Chicago seethed outside. Summer pushed waves of heat against the floor-to-ceiling glass windows, but inside the air was always the same: controlled, sterile, as if the season needed permission to enter. Iris knew every corner of that house better than any place she had ever lived, and the list of places before she turned 18 was long enough to make that easy.
She wiped the cloth across the
marble kitchen counter and checked the clock.
7:10.
Nicholas should have come down at 7:00. The coffee was at the exact temperature he preferred, and the financial newspaper, open to the page he always read first, was already starting to look like a set dressed for someone who was not going to show.
It was not the first time that week. It was not the first time that month.
Nicholas Valmont, the man who 2 years earlier woke at 5:00 in the morning to call the London Exchange before it opened, now barely came downstairs before 9:00. The canceled meetings piled up like ignored messages on his personal secretary’s phone, and the private driver had already been dismissed twice in the same week with the same vague line.
“Not today, Marcus.”
Iris noticed everything. She noticed because it was her job, and because 3 years earlier, noticing Nicholas Valmont had
stopped being a professional obligation and turned into something she did not have the courage to name.
She heard his footsteps on the floor above. Slow. Slower than they should have been for a 29-year-old man.
Iris adjusted the cup on the tray, checked that the sugar was beside it. He did not use it, but she left it there out of habit, a habit that made no sense and that she refused to examine. Then she went back to wiping the counter that was already clean.
Nicholas appeared in the kitchen doorway as if he had fought the staircase itself to get there. His dark hair was a mess, the white shirt buttoned wrong, 1 button higher than it should have been, and there was a dark shadow under his eyes that had not been there the week before.
“Good morning, Mr. Valmont,” Iris said, without looking directly at him, because looking directly at Nicholas Valmont in the morning was the kind of risk she had learned to avoid.
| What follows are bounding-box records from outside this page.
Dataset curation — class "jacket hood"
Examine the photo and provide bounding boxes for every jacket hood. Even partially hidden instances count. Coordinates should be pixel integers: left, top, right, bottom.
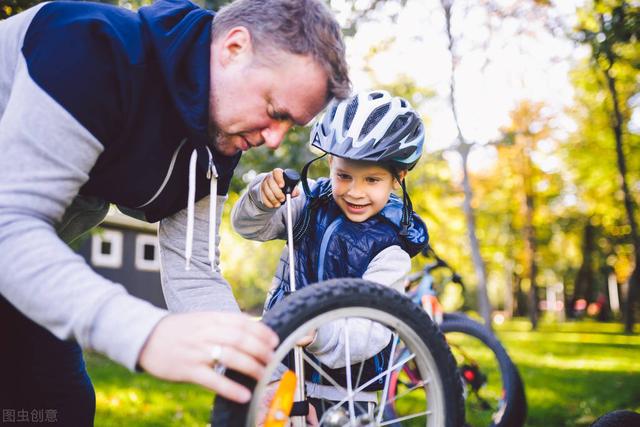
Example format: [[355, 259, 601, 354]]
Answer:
[[378, 194, 429, 258], [138, 0, 214, 149]]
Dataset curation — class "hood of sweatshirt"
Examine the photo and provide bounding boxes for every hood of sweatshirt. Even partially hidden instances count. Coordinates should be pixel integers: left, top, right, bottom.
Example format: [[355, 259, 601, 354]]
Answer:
[[138, 0, 213, 161]]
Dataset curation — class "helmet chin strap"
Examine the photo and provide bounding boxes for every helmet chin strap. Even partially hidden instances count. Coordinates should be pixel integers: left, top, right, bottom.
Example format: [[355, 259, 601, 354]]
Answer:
[[300, 152, 327, 197], [393, 170, 413, 236]]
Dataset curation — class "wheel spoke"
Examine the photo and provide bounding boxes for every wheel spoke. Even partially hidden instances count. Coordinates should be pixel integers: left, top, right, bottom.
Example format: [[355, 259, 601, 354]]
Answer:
[[344, 318, 356, 424], [376, 332, 398, 424], [328, 353, 416, 406]]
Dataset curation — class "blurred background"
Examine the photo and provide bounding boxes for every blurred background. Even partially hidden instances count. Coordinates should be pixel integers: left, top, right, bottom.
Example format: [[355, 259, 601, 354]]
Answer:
[[0, 0, 640, 425]]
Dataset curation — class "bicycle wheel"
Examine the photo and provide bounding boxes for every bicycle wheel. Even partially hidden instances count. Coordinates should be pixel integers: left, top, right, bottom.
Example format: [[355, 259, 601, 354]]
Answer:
[[389, 313, 527, 427], [211, 279, 464, 427], [440, 313, 527, 427]]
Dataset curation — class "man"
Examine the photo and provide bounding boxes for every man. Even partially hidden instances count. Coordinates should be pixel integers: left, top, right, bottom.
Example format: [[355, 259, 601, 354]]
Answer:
[[0, 0, 349, 426]]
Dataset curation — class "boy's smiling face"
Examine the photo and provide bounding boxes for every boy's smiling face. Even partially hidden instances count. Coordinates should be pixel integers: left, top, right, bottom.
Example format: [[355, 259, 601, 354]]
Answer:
[[329, 156, 406, 222]]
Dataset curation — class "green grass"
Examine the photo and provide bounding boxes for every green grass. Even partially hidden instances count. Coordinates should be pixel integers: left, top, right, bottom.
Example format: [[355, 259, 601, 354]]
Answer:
[[87, 321, 640, 427]]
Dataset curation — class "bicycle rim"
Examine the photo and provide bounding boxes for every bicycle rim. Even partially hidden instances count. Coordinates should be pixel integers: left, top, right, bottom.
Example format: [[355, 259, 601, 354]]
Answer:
[[214, 279, 464, 427]]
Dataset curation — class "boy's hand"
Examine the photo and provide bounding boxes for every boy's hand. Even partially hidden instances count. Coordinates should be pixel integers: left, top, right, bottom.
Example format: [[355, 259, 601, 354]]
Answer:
[[260, 168, 300, 208]]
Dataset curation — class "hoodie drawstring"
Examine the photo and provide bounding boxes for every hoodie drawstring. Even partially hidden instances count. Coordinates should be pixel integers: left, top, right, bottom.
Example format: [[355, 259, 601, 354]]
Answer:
[[184, 147, 218, 271], [207, 147, 218, 272]]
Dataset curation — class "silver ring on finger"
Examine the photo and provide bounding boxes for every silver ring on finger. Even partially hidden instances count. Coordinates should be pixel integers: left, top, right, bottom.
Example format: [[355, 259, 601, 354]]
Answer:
[[209, 344, 227, 375]]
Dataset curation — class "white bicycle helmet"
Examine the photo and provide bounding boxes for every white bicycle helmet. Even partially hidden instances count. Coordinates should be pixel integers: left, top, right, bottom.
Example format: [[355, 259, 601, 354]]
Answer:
[[311, 90, 425, 169]]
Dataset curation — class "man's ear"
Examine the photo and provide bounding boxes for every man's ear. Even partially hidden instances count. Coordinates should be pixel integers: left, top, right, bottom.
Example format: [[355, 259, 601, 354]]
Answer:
[[216, 26, 253, 67], [393, 169, 407, 190]]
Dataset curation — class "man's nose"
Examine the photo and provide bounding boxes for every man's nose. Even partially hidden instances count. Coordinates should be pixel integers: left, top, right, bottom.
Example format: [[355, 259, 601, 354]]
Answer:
[[262, 121, 292, 150]]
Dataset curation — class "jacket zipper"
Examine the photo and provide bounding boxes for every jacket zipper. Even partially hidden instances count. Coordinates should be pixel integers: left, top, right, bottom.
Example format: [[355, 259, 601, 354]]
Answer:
[[318, 217, 342, 282]]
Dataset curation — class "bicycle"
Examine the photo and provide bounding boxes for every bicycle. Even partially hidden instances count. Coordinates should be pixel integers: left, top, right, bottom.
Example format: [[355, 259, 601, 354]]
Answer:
[[211, 170, 464, 427], [388, 247, 527, 427]]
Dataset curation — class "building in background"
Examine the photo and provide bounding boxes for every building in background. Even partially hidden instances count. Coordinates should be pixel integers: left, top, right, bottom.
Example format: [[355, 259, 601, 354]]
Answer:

“How many times have I asked you to drop the Mr. Valmont?”
His voice came out rougher than usual, with that tone of tired impatience he used when he wanted to seem in control.
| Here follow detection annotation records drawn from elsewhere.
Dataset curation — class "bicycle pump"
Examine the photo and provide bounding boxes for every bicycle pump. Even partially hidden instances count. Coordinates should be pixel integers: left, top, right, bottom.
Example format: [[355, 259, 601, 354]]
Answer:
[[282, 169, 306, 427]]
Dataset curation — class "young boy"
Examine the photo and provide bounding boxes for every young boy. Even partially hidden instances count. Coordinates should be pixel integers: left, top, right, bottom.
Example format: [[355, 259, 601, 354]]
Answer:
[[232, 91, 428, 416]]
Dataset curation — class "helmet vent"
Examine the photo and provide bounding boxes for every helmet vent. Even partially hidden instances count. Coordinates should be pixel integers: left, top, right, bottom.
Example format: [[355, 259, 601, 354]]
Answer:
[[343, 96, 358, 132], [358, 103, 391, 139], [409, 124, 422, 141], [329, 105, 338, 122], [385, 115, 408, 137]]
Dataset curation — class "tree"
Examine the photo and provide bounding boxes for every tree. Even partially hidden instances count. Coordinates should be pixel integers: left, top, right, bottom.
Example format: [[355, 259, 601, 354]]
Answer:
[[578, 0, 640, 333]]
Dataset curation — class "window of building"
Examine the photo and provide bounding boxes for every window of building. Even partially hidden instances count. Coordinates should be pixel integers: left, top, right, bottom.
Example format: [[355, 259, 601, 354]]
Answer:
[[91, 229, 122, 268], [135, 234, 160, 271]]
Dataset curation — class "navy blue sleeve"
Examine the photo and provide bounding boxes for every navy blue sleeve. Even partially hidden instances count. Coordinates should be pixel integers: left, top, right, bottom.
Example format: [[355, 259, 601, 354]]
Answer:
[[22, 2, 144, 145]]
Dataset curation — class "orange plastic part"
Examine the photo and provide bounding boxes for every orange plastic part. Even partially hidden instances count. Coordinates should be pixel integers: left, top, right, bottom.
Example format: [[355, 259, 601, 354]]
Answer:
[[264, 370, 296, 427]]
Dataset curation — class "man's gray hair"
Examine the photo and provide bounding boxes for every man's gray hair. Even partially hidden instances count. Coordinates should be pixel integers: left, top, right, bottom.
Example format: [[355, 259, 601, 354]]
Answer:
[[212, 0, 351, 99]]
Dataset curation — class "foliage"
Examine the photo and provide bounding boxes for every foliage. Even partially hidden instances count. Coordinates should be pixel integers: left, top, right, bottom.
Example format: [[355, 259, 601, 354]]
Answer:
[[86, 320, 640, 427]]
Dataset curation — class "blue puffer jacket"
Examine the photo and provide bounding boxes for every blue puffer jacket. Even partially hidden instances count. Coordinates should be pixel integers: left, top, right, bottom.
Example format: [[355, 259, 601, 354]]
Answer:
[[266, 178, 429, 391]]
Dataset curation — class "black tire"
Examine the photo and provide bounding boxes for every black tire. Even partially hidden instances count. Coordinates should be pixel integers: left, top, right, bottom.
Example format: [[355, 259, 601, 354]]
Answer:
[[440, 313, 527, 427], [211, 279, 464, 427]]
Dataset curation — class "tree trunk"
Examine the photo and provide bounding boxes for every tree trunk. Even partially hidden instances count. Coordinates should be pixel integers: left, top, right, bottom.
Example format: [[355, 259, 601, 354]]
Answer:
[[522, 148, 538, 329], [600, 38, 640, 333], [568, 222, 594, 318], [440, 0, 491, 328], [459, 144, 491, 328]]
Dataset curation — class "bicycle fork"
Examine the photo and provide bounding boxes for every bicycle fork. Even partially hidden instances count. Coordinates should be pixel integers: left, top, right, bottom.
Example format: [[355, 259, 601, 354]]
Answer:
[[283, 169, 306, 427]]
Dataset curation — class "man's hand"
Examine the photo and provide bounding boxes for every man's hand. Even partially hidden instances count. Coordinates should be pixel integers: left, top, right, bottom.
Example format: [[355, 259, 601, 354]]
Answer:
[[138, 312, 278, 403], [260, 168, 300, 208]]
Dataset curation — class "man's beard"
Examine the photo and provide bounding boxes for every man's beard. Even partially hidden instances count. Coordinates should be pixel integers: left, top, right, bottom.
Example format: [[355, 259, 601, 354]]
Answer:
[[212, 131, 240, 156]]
“32,” Iris replied, setting the cup in front of him. “I keep count.”
The corner of his mouth moved. It did not quite become a smile, but it was enough for her stomach to do something inconvenient.
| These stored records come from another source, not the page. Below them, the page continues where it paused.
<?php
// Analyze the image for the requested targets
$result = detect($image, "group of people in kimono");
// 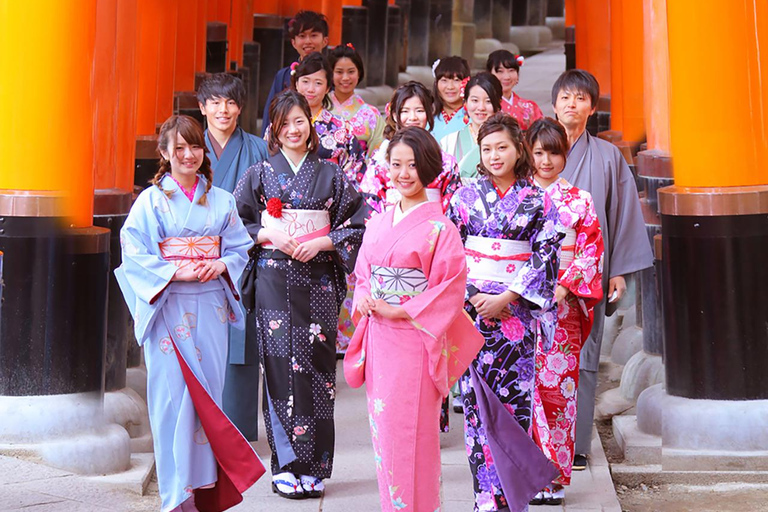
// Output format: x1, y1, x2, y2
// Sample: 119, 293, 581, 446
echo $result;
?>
116, 11, 652, 512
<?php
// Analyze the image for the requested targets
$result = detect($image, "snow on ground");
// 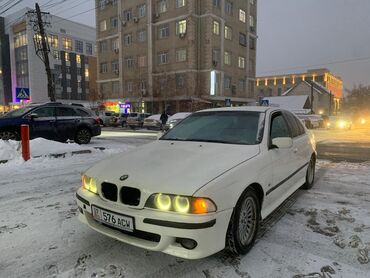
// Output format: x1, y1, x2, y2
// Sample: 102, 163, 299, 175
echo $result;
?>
0, 134, 370, 278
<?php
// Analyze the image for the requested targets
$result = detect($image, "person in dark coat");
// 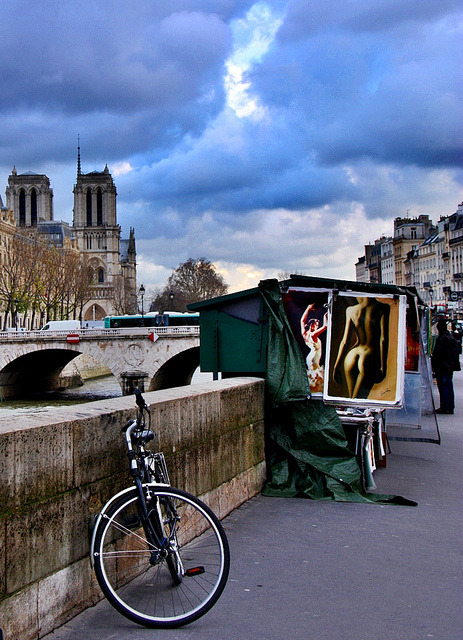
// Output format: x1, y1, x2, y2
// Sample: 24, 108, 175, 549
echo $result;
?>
431, 320, 460, 414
Iris turned toward the sink before her face gave her away.
That was the thing nobody saw: the corner of the mouth twitch that only appeared in the kitchen in the morning when there was no audience, the way he looked at Iris as if she were the only thing in that house that was not there because he paid for it, even though technically she was.
He drank the coffee without comment, and between the 2 of them hung the thing that always hung there, a familiarity that did not fit inside the word maid and did not dare call itself anything else.
“You canceled the board meeting again,” Iris said with her back to him.
“You read my schedule now?”
“Mrs. Whitmore called 3 times yesterday. I answered all 3.”
The silence that followed was the kind that meant Nicholas was deciding whether to respond with the truth or with 1 of the walls he put up with the same efficiency he used to close deals.
“Rescheduled it for next week,” he said, and the tone closed the subject.
Iris did not push, but her eyes registered what her mouth did not ask. His hand trembled when he lifted the cup, a small tremor, almost invisible, which he disguised by resting his elbow on the table.
Iris saw it.
She pretended she did not.
That was what she did best: see everything and pretend she saw nothing.
The day dragged on in the sluggish rhythm that had become the new normal. Iris changed the sheets in the master bedroom, vacuumed the rugs in the library Nicholas had not set foot in for weeks, and sorted the accumulated mail. Among the envelopes, there were 3 from the University of Chicago Hospital, each with a confidential seal she respected without anyone needing to tell her.